辅导Relational Database System 、讲解MySQL script语句、辅导sql 语句
- 首页 >> Database作业roject 1: Relational Database System:
Design, Implementation and Query Processing of Wikidata
1. Task introduction
This is a group-based mini research project. Each group could include 2-3 students with clear work division for each member. The task is introduced as follows.
(1) Study and understand the given data source and design some useful queries.
(2) Design a relational database (a set of schemas) for the data, so that you can load the data into database and submit queries you designed and the queries listed in the requirements.
(3) Verify the design of your models. You should optimize your design (e.g., by implementing indexes), so that the database can return results of the queries within reasonable time.
(4) Implement a simple graphical user interface to perform your queries, so that I can check the performance of your design.
(5) Prepare a presentation of 5-10 mins to showcase your preliminary design.
(6) Write a report to describe your design and implementation and hand out all source code (MySQL script as well as GUI code).
2. Specifications
(1) Data
Description:
Wikidata is a free and open knowledge base that can be read and edited by both humans and machines. Wikidata acts as central storage for the structured data of its Wikimedia sister projects including Wikipedia, Wikivoyage, Wikisource, and others.

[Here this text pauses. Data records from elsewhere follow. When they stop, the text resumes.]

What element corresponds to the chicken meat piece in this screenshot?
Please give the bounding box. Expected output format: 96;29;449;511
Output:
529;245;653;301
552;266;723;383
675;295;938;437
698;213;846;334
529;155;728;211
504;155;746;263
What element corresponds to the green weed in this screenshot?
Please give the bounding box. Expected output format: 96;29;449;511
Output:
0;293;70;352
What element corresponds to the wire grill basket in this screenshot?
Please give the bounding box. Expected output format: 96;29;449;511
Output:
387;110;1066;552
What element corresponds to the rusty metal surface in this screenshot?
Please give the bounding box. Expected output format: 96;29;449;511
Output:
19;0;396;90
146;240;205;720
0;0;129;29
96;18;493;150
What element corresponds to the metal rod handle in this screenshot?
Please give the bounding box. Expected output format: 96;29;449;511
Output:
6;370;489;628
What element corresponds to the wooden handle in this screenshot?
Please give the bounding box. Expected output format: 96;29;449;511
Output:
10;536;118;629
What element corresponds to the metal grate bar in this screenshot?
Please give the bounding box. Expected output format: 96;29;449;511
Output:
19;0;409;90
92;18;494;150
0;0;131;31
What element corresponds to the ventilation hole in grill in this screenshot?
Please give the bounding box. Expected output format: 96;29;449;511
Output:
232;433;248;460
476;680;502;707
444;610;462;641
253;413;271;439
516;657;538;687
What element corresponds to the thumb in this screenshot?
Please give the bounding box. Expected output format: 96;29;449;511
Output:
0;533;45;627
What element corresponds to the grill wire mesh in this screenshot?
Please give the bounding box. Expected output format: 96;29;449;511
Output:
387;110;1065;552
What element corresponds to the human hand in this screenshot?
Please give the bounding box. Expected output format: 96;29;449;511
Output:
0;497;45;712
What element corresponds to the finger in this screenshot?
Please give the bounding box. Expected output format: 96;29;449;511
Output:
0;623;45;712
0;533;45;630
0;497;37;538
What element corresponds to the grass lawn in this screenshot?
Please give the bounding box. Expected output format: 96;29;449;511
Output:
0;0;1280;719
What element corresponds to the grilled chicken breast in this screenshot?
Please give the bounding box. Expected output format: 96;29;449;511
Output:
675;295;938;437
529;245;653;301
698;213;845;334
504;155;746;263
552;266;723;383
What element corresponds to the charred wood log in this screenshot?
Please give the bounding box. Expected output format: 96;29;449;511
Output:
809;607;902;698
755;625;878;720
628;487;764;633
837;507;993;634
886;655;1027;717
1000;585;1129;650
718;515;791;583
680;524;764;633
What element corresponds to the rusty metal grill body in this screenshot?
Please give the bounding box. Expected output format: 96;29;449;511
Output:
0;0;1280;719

Wikidata also provides support to many other sites and services beyond just Wikimedia projects!
The content of Wikidata is available under a free license, exported using standard formats, and can be interlinked to other open data sets on the linked data web.
For this project, you are provided with the JSON dump of Wikidata’s latest data. You can download it from
Please carefully read and
Primer for the dump file formatting as well as the Wikidata basic data model definitions. In general, everything in the data dump is an entity and there are two kinds of them, item and property. In order to make use of the knowledge, we can make a lot of statements from these entities and their relations.
In Wikidata, we do not actually model the items themselves, but statements about them. We do not say that Berlin has a population of 3,5 M, we say that there is this statement about Berlin's population being 3,5 M as of 2011 according to the German statistical office. A statement may consist of
one property (in the example, "population")
one value (3,5 M)
optionally one or more qualifiers (in this example, "as of 2011" is one of the qualifiers)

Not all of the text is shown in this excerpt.